A distant possibility in early 2018 is making its way to reality.
The markets no longer have any doubts whatsoever that the Fed will raise its target range for the federal funds rate by a quarter point at its September 25-26 meeting to a range between 2.0% and 2.25%. This will be the third hike in 2018. Its probability is now 100% according to CME 30-day fed fund futures prices (chart via Investing.com, red marks added):
As is always the case, the closer the rate-hike date gets, the more confident the market is that there will be a rate-hike – unless some debacle happens.
The debacle that happened in late May – as you can see by the plunge in the probability of a third rate hike from 73% to 33% — was the Italian government bond debacle where bond prices plunged and yields surged. The 2-year Italian yield skyrocketed from the negative to 2.8% in 11 days. By comparison, it took the US two-year Treasury yield five years to accomplish a similar feat, and it still hasn’t moved quite that much, but is getting closer.
As soon as Italian government bonds fell off a cliff, expectations ballooned that the Fed would stop its rate hikes to calm the waters and prop up the markets. But the Fed just shrugged, and by mid-June the target rate probability of a third rate hike in September was in the 80%-range. Now it’s at 100%.
The fourth rate hike showed up on the table in February, at first as mere suggestion. A lot of observers were in the no-way camp. Some were talking about rate cuts, given the stock market declines at the time. But by now the idea of a fourth rate hike in 2018 has taken hold, and the FOMC meeting on December 18-19 is the likely occasion. This hike would raise the target to a range between 2.25% and 2.50%.
The target rate probability of the fourth rate hike rose from around 10% at the beginning of this year to 77.7% today, according to CME 30-day fed fund futures prices (chart via Investing.com):
The federal funds rate is an overnight interest rate – the rate at which banks lend reserve balances to other banks overnight on an uncollateralized basis. The Fed tries to manipulate this rate into its target range with its open market operations (OMOs) by buying or selling securities in the open market. The resulting effective federal funds rate is currently 1.92%.
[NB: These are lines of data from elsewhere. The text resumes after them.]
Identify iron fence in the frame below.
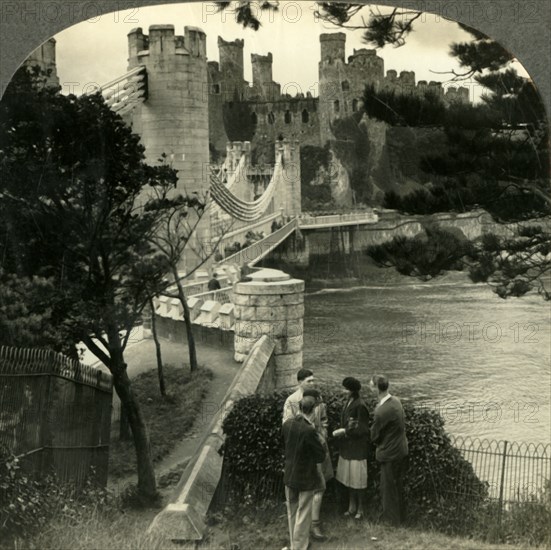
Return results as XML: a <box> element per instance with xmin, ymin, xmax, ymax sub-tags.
<box><xmin>213</xmin><ymin>434</ymin><xmax>550</xmax><ymax>543</ymax></box>
<box><xmin>0</xmin><ymin>346</ymin><xmax>113</xmax><ymax>487</ymax></box>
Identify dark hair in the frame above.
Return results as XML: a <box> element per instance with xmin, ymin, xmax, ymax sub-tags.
<box><xmin>303</xmin><ymin>388</ymin><xmax>321</xmax><ymax>400</ymax></box>
<box><xmin>299</xmin><ymin>396</ymin><xmax>317</xmax><ymax>414</ymax></box>
<box><xmin>297</xmin><ymin>368</ymin><xmax>314</xmax><ymax>382</ymax></box>
<box><xmin>371</xmin><ymin>374</ymin><xmax>389</xmax><ymax>392</ymax></box>
<box><xmin>342</xmin><ymin>376</ymin><xmax>361</xmax><ymax>397</ymax></box>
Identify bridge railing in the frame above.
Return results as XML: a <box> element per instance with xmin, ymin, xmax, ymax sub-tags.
<box><xmin>191</xmin><ymin>287</ymin><xmax>233</xmax><ymax>305</ymax></box>
<box><xmin>219</xmin><ymin>217</ymin><xmax>298</xmax><ymax>267</ymax></box>
<box><xmin>298</xmin><ymin>212</ymin><xmax>379</xmax><ymax>227</ymax></box>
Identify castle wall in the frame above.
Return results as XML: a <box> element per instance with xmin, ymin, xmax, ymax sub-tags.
<box><xmin>208</xmin><ymin>61</ymin><xmax>229</xmax><ymax>155</ymax></box>
<box><xmin>249</xmin><ymin>96</ymin><xmax>322</xmax><ymax>151</ymax></box>
<box><xmin>24</xmin><ymin>38</ymin><xmax>60</xmax><ymax>88</ymax></box>
<box><xmin>127</xmin><ymin>25</ymin><xmax>209</xmax><ymax>195</ymax></box>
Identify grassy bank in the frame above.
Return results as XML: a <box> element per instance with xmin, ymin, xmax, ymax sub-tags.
<box><xmin>6</xmin><ymin>503</ymin><xmax>533</xmax><ymax>550</ymax></box>
<box><xmin>205</xmin><ymin>505</ymin><xmax>535</xmax><ymax>550</ymax></box>
<box><xmin>109</xmin><ymin>363</ymin><xmax>213</xmax><ymax>478</ymax></box>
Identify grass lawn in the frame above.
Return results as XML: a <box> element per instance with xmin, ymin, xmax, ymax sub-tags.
<box><xmin>108</xmin><ymin>363</ymin><xmax>213</xmax><ymax>478</ymax></box>
<box><xmin>204</xmin><ymin>504</ymin><xmax>535</xmax><ymax>550</ymax></box>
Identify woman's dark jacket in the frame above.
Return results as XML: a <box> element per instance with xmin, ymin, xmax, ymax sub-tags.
<box><xmin>338</xmin><ymin>396</ymin><xmax>370</xmax><ymax>460</ymax></box>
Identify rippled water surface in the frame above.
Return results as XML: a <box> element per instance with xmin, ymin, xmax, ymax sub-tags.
<box><xmin>303</xmin><ymin>280</ymin><xmax>550</xmax><ymax>444</ymax></box>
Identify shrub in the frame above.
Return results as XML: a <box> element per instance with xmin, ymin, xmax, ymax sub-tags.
<box><xmin>0</xmin><ymin>445</ymin><xmax>114</xmax><ymax>541</ymax></box>
<box><xmin>221</xmin><ymin>386</ymin><xmax>488</xmax><ymax>534</ymax></box>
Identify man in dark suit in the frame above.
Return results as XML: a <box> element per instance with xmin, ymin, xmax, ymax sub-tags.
<box><xmin>282</xmin><ymin>395</ymin><xmax>326</xmax><ymax>550</ymax></box>
<box><xmin>370</xmin><ymin>375</ymin><xmax>409</xmax><ymax>526</ymax></box>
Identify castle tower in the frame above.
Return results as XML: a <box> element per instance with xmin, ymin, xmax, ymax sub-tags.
<box><xmin>272</xmin><ymin>139</ymin><xmax>301</xmax><ymax>217</ymax></box>
<box><xmin>251</xmin><ymin>53</ymin><xmax>279</xmax><ymax>101</ymax></box>
<box><xmin>218</xmin><ymin>37</ymin><xmax>245</xmax><ymax>100</ymax></box>
<box><xmin>126</xmin><ymin>25</ymin><xmax>209</xmax><ymax>196</ymax></box>
<box><xmin>24</xmin><ymin>38</ymin><xmax>60</xmax><ymax>88</ymax></box>
<box><xmin>320</xmin><ymin>32</ymin><xmax>346</xmax><ymax>64</ymax></box>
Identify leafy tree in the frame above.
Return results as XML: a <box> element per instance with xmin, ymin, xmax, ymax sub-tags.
<box><xmin>145</xmin><ymin>190</ymin><xmax>228</xmax><ymax>373</ymax></box>
<box><xmin>222</xmin><ymin>92</ymin><xmax>257</xmax><ymax>142</ymax></box>
<box><xmin>0</xmin><ymin>66</ymin><xmax>181</xmax><ymax>500</ymax></box>
<box><xmin>367</xmin><ymin>225</ymin><xmax>474</xmax><ymax>280</ymax></box>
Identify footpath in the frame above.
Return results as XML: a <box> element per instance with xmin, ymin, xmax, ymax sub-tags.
<box><xmin>106</xmin><ymin>337</ymin><xmax>239</xmax><ymax>493</ymax></box>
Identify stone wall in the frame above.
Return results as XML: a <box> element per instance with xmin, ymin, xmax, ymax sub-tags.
<box><xmin>127</xmin><ymin>25</ymin><xmax>209</xmax><ymax>195</ymax></box>
<box><xmin>147</xmin><ymin>335</ymin><xmax>277</xmax><ymax>541</ymax></box>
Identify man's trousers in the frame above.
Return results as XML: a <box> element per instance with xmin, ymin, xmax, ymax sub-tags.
<box><xmin>285</xmin><ymin>486</ymin><xmax>315</xmax><ymax>550</ymax></box>
<box><xmin>380</xmin><ymin>456</ymin><xmax>408</xmax><ymax>526</ymax></box>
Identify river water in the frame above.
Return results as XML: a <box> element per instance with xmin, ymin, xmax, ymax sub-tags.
<box><xmin>302</xmin><ymin>276</ymin><xmax>550</xmax><ymax>445</ymax></box>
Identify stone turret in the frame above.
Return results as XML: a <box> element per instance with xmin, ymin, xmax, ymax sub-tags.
<box><xmin>126</xmin><ymin>25</ymin><xmax>208</xmax><ymax>195</ymax></box>
<box><xmin>218</xmin><ymin>36</ymin><xmax>245</xmax><ymax>99</ymax></box>
<box><xmin>24</xmin><ymin>38</ymin><xmax>59</xmax><ymax>88</ymax></box>
<box><xmin>251</xmin><ymin>52</ymin><xmax>280</xmax><ymax>100</ymax></box>
<box><xmin>320</xmin><ymin>33</ymin><xmax>346</xmax><ymax>64</ymax></box>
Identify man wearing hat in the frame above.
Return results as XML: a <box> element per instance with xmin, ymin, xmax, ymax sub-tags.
<box><xmin>282</xmin><ymin>395</ymin><xmax>326</xmax><ymax>550</ymax></box>
<box><xmin>370</xmin><ymin>374</ymin><xmax>409</xmax><ymax>526</ymax></box>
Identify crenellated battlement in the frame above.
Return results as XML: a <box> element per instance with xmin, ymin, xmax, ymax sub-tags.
<box><xmin>127</xmin><ymin>25</ymin><xmax>206</xmax><ymax>65</ymax></box>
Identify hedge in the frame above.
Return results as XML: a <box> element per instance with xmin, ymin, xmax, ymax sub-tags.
<box><xmin>221</xmin><ymin>386</ymin><xmax>488</xmax><ymax>534</ymax></box>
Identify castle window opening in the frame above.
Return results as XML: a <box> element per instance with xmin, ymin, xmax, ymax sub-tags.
<box><xmin>284</xmin><ymin>110</ymin><xmax>292</xmax><ymax>124</ymax></box>
<box><xmin>212</xmin><ymin>84</ymin><xmax>220</xmax><ymax>94</ymax></box>
<box><xmin>352</xmin><ymin>98</ymin><xmax>358</xmax><ymax>112</ymax></box>
<box><xmin>251</xmin><ymin>112</ymin><xmax>258</xmax><ymax>124</ymax></box>
<box><xmin>268</xmin><ymin>112</ymin><xmax>275</xmax><ymax>124</ymax></box>
<box><xmin>301</xmin><ymin>109</ymin><xmax>309</xmax><ymax>123</ymax></box>
<box><xmin>341</xmin><ymin>80</ymin><xmax>350</xmax><ymax>91</ymax></box>
<box><xmin>334</xmin><ymin>100</ymin><xmax>340</xmax><ymax>113</ymax></box>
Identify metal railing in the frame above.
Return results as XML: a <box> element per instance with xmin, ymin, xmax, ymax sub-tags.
<box><xmin>452</xmin><ymin>436</ymin><xmax>551</xmax><ymax>504</ymax></box>
<box><xmin>219</xmin><ymin>217</ymin><xmax>298</xmax><ymax>267</ymax></box>
<box><xmin>214</xmin><ymin>434</ymin><xmax>551</xmax><ymax>543</ymax></box>
<box><xmin>298</xmin><ymin>212</ymin><xmax>379</xmax><ymax>227</ymax></box>
<box><xmin>191</xmin><ymin>287</ymin><xmax>233</xmax><ymax>305</ymax></box>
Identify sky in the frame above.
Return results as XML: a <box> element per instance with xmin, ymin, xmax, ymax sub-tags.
<box><xmin>52</xmin><ymin>1</ymin><xmax>528</xmax><ymax>100</ymax></box>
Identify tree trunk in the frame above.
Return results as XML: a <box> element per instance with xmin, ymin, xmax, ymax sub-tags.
<box><xmin>149</xmin><ymin>298</ymin><xmax>166</xmax><ymax>396</ymax></box>
<box><xmin>119</xmin><ymin>406</ymin><xmax>131</xmax><ymax>440</ymax></box>
<box><xmin>172</xmin><ymin>267</ymin><xmax>198</xmax><ymax>372</ymax></box>
<box><xmin>112</xmin><ymin>364</ymin><xmax>158</xmax><ymax>500</ymax></box>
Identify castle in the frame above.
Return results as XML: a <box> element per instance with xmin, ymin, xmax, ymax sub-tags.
<box><xmin>24</xmin><ymin>26</ymin><xmax>469</xmax><ymax>200</ymax></box>
<box><xmin>207</xmin><ymin>31</ymin><xmax>469</xmax><ymax>159</ymax></box>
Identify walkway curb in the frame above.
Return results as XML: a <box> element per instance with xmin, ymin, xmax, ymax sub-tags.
<box><xmin>147</xmin><ymin>335</ymin><xmax>276</xmax><ymax>541</ymax></box>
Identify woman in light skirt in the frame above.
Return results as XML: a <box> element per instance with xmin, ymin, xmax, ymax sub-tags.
<box><xmin>333</xmin><ymin>377</ymin><xmax>370</xmax><ymax>520</ymax></box>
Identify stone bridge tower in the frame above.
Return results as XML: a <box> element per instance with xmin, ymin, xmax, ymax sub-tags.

And what are Treasury yields saying?
The three-month Treasury yield today (September 10) is still outside the three-month perimeter of the December 18-19 Fed meeting and is not impacted by it. But at 2.14% today, it is mostly pricing in a rate hike at the September meeting, being right in the middle of the Fed’s post-rate hike target range of 2.0% to 2.25%:
And the two-year yield which closed today at 2.73%, the highest since July 22, 2008, is gradually coming to grips with higher rates beyond 2018:
What seemed like a thin chance for the markets in early 2018 is now getting closer to becoming reality for the markets.
Since late 2016, when the Fed stopped flip-flopping, the Fed has studiously avoided springing surprises on the markets. Everything was telegraphed well in advance. By the time it arrived – rate hikes as well as the QE unwind – the market had already digested it. And this is likely the path forward in 2019.
But for 2019, the Fed has given itself more flexibility for more rate hikes, or differently timed rate hikes, by making all eight Fed meetings “press conference meetings,” not just four of them, as in 2018 and prior years. There has been a market expectation that this Fed would only raise rates at meetings with press conference, of which there have been four per year. But in 2019, all eight meetings will be followed by a press conference and will be “live” meetings. And this might indicate that the Fed doesn’t want the markets to be surprised by a surprise move.